Affaire de Clichy-sous-Bois : mise en cause des policiers

La Commission nationale de déontologie de la sécurité a rendu, le 10 juillet, un avis très critique sur la façon dont les policiers ont interrogé, en octobre 2005, le jeune Muhittin Altun, seul rescapé de l'électrocution qui a tué deux adolescents réfugiés dans un transformateur EDF de Clichy-sous-Bois à l'issue d'une course-poursuite avec des policiers.
La mort des deux camarades de Muhittin Altun avait déclenché les émeutes de novembre dernier dans les banlieues françaises. Lire ci-dessous Clichy sous bois : le rescapé confirme la course-poursuite. [Première mise en ligne, le 18 juillet 2006,
mise à jour, le 26 juillet 2006]

Les avocats de Muhittin Altun, le mineur ayant survécu à l’électrocution de Clichy-sous-Bois, en octobre 2005, ont porté plainte «pour mise en danger délibérée de la vie d’autrui et faux en écriture publique», après les critiques de la Commission nationale de déontologie de la sécurité, saisie par le député PS Claude Evin.
La course poursuite avec la police avait coûté la vie à deux autres adolescents, le 28 octobre 2005.
[Nouvel Obs, le 27 juillet 2006]

Muhittin Altun, à son retour de l'hôpital le 15 décembre 2005 (Sipa)
Muhittin Altun, à son retour de l’hôpital le 15 décembre 2005 (Sipa)

Les policiers sévèrement tancés dans l’affaire de Clichy

[Le Monde daté du 19 juillet 2006)

« Absence totale d’égards » pour un blessé grave, « erreurs et incohérences » dans la procédure suivie : saisie le 20 janvier par le député Claude Evin (PS, Loire-Atlantique), la Commission nationale de déontologie de la sécurité (CNDS) a rendu, le 10 juillet, un avis très critique sur la façon dont les policiers ont interrogé Muhittin Altun, 17 ans, à l’hôpital Beaujon (Clichy-la-Garenne, Hauts-de-Seine), le 28 octobre 2005.

Ce jeune homme, devenu majeur, est le seul rescapé de l’électrocution qui a tué deux adolescents réfugiés dans un transformateur EDF de Clichy-sous-Bois (Seine-Saint-Denis) à l’issue d’une course-poursuite avec des policiers. Le drame fut le prélude des émeutes de novembre.

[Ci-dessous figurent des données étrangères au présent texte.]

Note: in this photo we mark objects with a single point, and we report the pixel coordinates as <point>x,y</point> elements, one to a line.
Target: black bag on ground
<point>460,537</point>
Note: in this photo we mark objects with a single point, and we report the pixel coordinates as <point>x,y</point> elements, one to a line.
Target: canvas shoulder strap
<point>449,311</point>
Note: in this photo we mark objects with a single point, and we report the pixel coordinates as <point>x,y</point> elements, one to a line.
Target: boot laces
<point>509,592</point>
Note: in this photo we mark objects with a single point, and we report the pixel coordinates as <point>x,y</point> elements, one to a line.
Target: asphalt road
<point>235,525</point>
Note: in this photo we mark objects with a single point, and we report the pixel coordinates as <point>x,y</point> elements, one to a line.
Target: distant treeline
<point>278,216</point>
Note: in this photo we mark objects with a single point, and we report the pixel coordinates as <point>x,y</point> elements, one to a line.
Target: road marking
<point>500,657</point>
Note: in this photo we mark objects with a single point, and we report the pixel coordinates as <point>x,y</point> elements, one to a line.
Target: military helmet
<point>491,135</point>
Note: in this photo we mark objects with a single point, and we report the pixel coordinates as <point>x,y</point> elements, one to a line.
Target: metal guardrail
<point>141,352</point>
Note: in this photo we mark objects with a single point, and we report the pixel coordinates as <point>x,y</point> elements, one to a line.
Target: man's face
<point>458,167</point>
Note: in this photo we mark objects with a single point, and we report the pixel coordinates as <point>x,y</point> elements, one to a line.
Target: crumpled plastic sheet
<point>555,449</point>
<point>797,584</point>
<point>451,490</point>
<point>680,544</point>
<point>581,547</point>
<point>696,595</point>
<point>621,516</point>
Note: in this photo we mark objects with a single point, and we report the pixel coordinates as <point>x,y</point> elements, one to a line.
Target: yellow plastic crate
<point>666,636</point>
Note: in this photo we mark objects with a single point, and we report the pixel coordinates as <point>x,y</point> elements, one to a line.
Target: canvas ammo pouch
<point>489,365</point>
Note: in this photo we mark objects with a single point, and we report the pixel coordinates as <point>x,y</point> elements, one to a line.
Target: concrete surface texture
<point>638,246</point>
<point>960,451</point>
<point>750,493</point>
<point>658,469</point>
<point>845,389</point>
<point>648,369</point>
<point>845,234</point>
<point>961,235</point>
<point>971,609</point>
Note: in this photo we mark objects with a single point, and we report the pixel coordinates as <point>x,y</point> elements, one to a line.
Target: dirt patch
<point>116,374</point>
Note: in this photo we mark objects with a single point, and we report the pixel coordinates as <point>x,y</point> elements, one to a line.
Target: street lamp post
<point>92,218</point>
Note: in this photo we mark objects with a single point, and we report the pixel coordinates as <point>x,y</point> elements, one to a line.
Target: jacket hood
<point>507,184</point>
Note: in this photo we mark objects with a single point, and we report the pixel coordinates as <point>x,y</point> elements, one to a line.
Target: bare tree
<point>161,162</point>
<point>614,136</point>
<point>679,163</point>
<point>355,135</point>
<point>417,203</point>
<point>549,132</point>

Rendu public, mardi 18 juillet, par M. Evin, l’avis de la CNDS satisfait l’un des avocats de Muhittin Altun, Me Jean-Pierre Mignard. « Pour la première fois, la parole de Muhittin est prise en compte, pas seulement par ses avocats, mais par un organe officiel de la République, souligne-t-il. Le ministre de l’intérieur devra tirer les conséquences de cet avis. »

Quand Muhittin Altun, gravement brûlé, arrive à l’hôpital dans la nuit du 27 au 28 octobre, il est « conscient » mais « prostré et psychologiquement agressé », selon le docteur T., le médecin réanimateur de garde. C’est par ce chef de clinique que le jeune homme apprend la mort de ses deux camarades. Le même médecin, appelé par le commissariat de Bobigny entre 22 heures et minuit, donne son autorisation pour une audition du blessé : « Il n’y avait pas de coma, de défaillances d’organes, il ne s’agissait pas d’un malade en réanimation », a-t-il justifié devant la CNDS.

Quand deux policiers se présentent munis d’une réquisition, le 28 au matin, l’autorisation est confirmée par le docteur C., qui a relevé la garde. Moins de dix-huit heures après l’accident, les deux fonctionnaires s’installent ainsi avec leur ordinateur près du lit du patient. L’interrogatoire commence à 10 h 15. Il dure jusqu’à 11 h 50. Le jeune homme est « alité, dans la salle de réveil, salle collective, réservée aux polytraumatisés graves » où les visites sont interdites, souligne la CNDS.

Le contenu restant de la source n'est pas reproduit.